When identifying the Barred Forest Falcon, look for the white-tipped tail with its narrow bars and the finely barred white underparts. The eyes range from cream to light orange-brown, the bill is black with a yellow base on the lower mandible, and the cere, lores, and orbit are yellow. The legs are an orange-yellow, adding a splash of color to this otherwise subdued bird.

Habitat

This species is found in mature upland forests, with a preference for mature tropical forests in Central America. In South America, it inhabits a variety of forest types, including secondary forests, gallery forests, and semideciduous forests. It tends to avoid areas with pronounced human influence, requiring primary or mature secondary forests to thrive.

Distribution

The Barred Forest Falcon is distributed from southern Mexico through Central America and across every mainland South American country, except Chile and Uruguay. It has six recognized subspecies, each with a specific range within this distribution.

Behaviour

The Barred Forest Falcon is a year-round resident in its range, with occasional vagrants recorded beyond. It is known for its stealthy hunting tactics, often perching quietly before ambushing prey with a swift chase. It also employs other hunting methods, such as chasing on foot, following army ant swarms, and nest robbing.

Song & Calls

The species is known for its "advertising call," a dog-like yapping sound, as well as a "bouncing-ball" series of calls. Males may engage in vocal sparring, with one emitting a rapid chitter and the other a rapid clucking.

Breeding

Breeding season varies by location, with known periods in Guatemala from mid-April to early August, early June in Amazonian Brazil, and October in Colombia.

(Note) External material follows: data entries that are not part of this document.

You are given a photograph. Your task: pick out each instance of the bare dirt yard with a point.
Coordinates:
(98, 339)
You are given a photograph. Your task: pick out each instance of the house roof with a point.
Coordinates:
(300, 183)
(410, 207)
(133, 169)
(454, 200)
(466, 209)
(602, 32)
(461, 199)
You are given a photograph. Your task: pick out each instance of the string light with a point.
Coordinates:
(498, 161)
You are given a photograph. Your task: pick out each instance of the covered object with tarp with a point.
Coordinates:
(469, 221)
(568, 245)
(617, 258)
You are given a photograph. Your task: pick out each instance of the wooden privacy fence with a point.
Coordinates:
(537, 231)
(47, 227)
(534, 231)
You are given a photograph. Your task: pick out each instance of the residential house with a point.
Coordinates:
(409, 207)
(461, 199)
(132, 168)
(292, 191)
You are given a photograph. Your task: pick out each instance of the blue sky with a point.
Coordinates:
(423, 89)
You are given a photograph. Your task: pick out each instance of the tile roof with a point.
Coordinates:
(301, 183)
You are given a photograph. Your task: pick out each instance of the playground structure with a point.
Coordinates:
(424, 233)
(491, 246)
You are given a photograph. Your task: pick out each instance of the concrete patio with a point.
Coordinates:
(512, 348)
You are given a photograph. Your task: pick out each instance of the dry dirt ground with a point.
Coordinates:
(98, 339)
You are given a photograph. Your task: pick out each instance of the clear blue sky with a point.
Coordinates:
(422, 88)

The Barred Forest Falcon nests in tree cavities, laying clutches of two to six eggs. The female incubates the eggs, and both parents provision the nestlings, with the male contributing the majority of the effort.

Similar Species

There are no similar species mentioned in the provided content.

Diet and Feeding

The diet consists of lizards, small birds, mammals, bats, snakes, and frogs. The Barred Forest Falcon employs various hunting techniques, including perching and ambushing, chasing prey on foot, and exploiting army ant swarms.

Conservation status

The IUCN has classified the Barred Forest Falcon as Least Concern, with an estimated population of at least half a million mature individuals. Despite a suspected population decline, there are no immediate threats identified for this species.